On behalf of my friend, her husband, and the 49th MP brigade, I asked my friend's permission to share her husband's information so other people can send holiday cheer too. SFC Harding has no idea that care packages might be arriving for him and his buddies! I just mailed my box today, after standing in line with a couple dozen other people all carrying big boxes labeled "APO" or "FPO". Here's the info:
SFC Brandon Harding
49th MP BDE
Camp Liberty, Iraq
APO, AE 09344
If you're interested, rest assured that SFC Harding will share everything he gets with the entire brigade. What should you send? Well, figure these are a bunch of ordinary guys aged mainly 18-35. They have the basics (chow halls and PXs) but not a lot of frills. Anything local's always nice - something they wouldn't be able to get at the PX, which just stocks the most common, big-name stuff. Sauces, like BBQ or hot sauce, a big hit (chow hall food gets bland and boring). Video games (any system), music, iTunes gift cards (they have internet access), or accessories for video game systems or iPods. UnderArmour shirts for their uniforms or for working out (it's really hot and sticky in the summers). In fact, any kind of special workout gear or Camelbaks - they spend a lot of time staying in shape. Snacks are huge, particularly anything that's not mainstream (smaller companies, local foods, etc.). Just remember that chocolate will melt! And it's always great to have a hand-written card, a kid's crafts, or other touch of home. Please, feel free to add your own suggestions or thoughts in the comments below.

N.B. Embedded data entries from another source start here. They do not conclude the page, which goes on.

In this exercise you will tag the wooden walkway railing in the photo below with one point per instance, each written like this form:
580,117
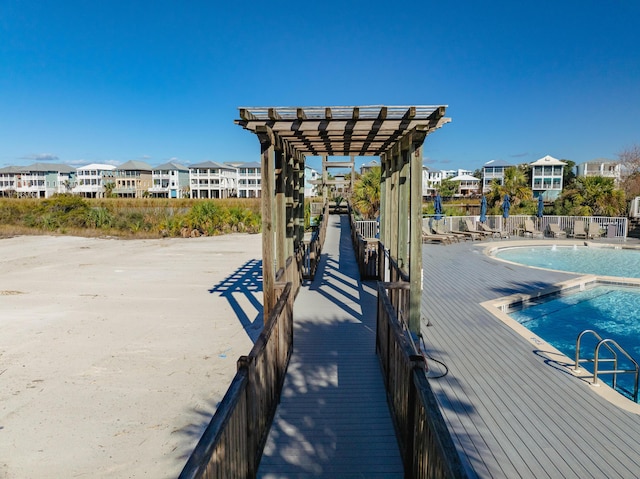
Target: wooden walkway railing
312,250
232,444
426,445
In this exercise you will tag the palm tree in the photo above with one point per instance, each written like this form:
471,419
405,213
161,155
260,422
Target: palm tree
366,193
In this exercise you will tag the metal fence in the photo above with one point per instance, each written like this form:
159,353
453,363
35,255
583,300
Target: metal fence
611,227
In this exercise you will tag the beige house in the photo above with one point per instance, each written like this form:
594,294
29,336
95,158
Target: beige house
132,179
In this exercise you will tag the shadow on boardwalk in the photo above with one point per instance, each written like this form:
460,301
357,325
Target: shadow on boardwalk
333,419
242,289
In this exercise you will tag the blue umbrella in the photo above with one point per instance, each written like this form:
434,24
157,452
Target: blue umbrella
437,204
540,211
483,209
506,204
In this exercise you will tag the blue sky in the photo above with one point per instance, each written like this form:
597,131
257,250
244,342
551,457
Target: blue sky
84,81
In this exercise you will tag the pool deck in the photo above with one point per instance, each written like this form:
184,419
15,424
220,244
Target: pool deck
511,403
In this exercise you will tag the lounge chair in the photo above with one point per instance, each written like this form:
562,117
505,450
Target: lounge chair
556,232
470,234
594,230
578,229
494,233
439,230
529,228
472,229
428,236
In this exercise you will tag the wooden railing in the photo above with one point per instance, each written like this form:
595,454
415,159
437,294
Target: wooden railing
232,444
426,445
313,249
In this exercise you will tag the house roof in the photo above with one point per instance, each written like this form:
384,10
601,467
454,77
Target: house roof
251,164
97,166
171,165
48,167
547,160
134,165
341,130
211,165
465,178
492,163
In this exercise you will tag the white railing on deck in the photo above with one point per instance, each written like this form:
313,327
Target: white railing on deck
367,229
611,227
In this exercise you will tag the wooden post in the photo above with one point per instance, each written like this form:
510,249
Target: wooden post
393,207
280,210
403,209
415,254
325,177
268,155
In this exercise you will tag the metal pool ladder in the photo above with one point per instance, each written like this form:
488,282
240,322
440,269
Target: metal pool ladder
614,348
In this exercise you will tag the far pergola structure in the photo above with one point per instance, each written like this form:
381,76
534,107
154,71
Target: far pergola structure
288,135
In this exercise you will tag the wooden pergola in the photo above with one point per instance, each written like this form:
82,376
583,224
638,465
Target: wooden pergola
394,133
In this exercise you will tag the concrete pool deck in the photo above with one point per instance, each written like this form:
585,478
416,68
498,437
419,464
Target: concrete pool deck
115,353
512,407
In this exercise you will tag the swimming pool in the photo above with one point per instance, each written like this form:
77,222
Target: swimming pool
612,311
577,259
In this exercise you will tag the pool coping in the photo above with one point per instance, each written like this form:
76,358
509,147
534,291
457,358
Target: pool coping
498,307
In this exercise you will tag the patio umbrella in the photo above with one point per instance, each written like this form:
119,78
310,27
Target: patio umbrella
437,204
506,204
483,209
540,212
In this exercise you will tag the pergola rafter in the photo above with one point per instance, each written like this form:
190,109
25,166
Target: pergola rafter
394,133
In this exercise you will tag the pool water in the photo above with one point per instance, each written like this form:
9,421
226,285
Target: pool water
612,311
577,259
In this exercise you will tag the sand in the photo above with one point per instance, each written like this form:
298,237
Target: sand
115,353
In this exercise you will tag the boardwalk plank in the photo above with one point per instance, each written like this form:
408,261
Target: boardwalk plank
333,419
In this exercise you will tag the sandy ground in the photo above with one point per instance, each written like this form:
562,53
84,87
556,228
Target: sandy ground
115,353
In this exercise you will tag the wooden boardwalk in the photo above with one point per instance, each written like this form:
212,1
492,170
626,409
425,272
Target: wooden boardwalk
512,412
333,420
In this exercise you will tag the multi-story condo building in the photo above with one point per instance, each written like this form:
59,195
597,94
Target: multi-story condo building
43,180
213,180
493,171
170,180
468,185
546,177
8,180
310,177
430,180
91,180
600,167
369,166
132,180
249,179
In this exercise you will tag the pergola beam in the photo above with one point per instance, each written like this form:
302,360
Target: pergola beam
394,133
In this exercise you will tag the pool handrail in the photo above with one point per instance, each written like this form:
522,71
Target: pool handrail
615,372
596,360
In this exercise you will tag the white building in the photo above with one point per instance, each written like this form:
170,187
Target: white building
91,180
132,179
213,180
8,180
493,171
43,180
170,180
546,177
249,179
468,185
310,175
600,167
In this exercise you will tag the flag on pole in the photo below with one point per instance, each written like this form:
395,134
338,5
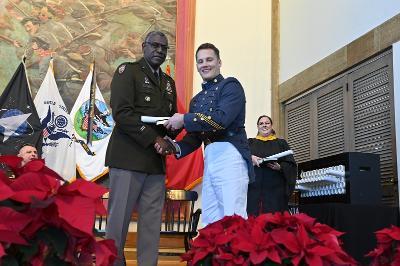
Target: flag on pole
96,119
187,172
58,148
19,121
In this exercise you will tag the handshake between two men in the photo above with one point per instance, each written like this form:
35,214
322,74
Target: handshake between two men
166,145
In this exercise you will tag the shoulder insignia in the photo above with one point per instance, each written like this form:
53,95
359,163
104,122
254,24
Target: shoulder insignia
121,69
168,88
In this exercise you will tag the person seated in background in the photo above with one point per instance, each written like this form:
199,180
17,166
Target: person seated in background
27,152
275,180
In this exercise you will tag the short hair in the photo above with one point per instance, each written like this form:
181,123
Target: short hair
24,145
41,42
208,46
262,116
270,120
34,21
151,33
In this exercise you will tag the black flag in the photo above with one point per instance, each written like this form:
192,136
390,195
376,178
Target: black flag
19,121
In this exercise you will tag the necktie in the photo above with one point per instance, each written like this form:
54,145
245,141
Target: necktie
157,77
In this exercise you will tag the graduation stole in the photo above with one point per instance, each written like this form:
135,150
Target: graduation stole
269,137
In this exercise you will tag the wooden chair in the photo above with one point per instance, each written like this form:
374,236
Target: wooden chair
179,217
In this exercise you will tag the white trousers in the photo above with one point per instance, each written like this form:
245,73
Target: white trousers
225,183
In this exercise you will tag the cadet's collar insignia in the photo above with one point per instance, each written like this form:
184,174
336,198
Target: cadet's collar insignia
121,69
168,88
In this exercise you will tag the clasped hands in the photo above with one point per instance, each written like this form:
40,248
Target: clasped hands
258,160
165,146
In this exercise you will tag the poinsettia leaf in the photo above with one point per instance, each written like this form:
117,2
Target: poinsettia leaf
246,246
84,188
77,211
13,220
313,260
12,161
28,251
320,251
257,257
9,236
223,239
340,259
54,237
200,243
199,256
5,191
286,238
33,185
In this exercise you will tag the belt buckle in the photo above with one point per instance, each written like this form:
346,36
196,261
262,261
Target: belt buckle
207,141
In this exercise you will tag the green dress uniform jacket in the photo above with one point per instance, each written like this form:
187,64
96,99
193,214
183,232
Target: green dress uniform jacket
136,92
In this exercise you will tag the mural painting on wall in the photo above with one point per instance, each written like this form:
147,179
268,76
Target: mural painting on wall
76,32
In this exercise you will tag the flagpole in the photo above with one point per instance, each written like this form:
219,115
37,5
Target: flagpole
26,73
92,103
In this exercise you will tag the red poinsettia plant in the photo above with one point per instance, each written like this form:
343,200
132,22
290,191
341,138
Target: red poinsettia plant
387,251
269,239
46,222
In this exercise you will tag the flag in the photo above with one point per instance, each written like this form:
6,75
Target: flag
94,118
19,121
58,148
187,172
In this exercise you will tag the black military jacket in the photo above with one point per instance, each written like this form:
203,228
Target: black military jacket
135,92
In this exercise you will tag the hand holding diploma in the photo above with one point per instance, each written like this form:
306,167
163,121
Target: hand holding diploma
175,122
158,120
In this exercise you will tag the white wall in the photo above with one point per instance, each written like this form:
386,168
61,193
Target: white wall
241,30
313,29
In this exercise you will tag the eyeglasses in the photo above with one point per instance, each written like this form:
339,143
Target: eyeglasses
156,45
264,123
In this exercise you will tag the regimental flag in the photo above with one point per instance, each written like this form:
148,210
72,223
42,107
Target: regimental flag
91,116
187,172
58,148
19,121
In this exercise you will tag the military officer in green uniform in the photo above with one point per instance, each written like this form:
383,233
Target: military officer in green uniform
137,171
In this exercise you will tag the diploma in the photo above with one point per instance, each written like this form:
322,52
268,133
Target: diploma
158,120
275,157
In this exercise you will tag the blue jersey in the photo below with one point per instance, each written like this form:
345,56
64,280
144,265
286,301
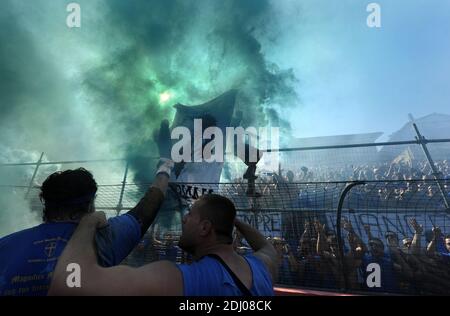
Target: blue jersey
28,257
208,277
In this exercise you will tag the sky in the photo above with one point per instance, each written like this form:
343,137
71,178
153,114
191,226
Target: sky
356,79
312,67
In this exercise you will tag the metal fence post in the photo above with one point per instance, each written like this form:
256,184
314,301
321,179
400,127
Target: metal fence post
122,190
338,229
34,175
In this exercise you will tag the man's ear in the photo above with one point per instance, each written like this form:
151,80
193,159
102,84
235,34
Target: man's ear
205,227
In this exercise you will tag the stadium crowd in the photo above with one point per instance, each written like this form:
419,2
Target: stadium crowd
407,266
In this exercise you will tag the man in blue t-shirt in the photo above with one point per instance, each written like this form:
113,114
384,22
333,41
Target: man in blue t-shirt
207,232
28,257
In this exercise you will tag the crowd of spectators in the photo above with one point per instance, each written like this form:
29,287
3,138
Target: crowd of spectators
406,266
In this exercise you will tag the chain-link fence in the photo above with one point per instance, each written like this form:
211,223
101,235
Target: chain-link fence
386,233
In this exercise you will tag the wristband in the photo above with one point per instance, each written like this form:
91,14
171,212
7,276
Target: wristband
165,166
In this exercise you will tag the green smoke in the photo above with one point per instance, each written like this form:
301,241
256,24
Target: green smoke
101,90
189,52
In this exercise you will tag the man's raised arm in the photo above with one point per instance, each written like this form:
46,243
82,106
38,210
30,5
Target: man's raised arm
159,278
146,210
262,248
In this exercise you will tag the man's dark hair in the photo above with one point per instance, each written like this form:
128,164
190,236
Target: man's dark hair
221,212
67,194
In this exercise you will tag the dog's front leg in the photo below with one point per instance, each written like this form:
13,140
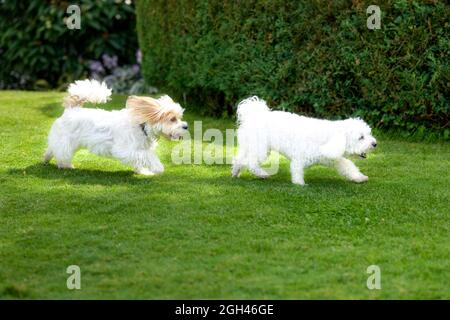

For mailing, I recommend using one of the variously-sized Priority Mail boxes. If you use the large-size one, there's a cheaper rate than normal, when you mail to APO/FPO addresses. You'll have to fill out a customs form at the post office when you mail your package. Cards go normal US postage rate. Or, if what you really want to send is online, you can always have it shipped directly to the address above.
If you have an important person in your life who's deployed over the holidays, and they don't mind you sharing their name/unit, I encourage you to list them below. I'll send anyone who's listed at least a card, and if you tell me what they like, a gift from "Santa" as well.
Update - MA Liberal made a great point below...anysoldier.com will link you to hundreds of points of contact in the Middle East who are collecting mail on behalf of their buddies who don't get so much. I encourage you to visit that site too.
Postscript: A few years back, when we were deployed over the holidays, we got a box of Christmas cards handmade by school kids. Most were the usual mix of touching, cheesy, and adorable, but my favorite was one that on the inside read "Peace on Earth" and on the outside boasted an excellent drawing of a determined Santa Claus dressed in fatigues and hoisting an AK-47. Gotta love kids!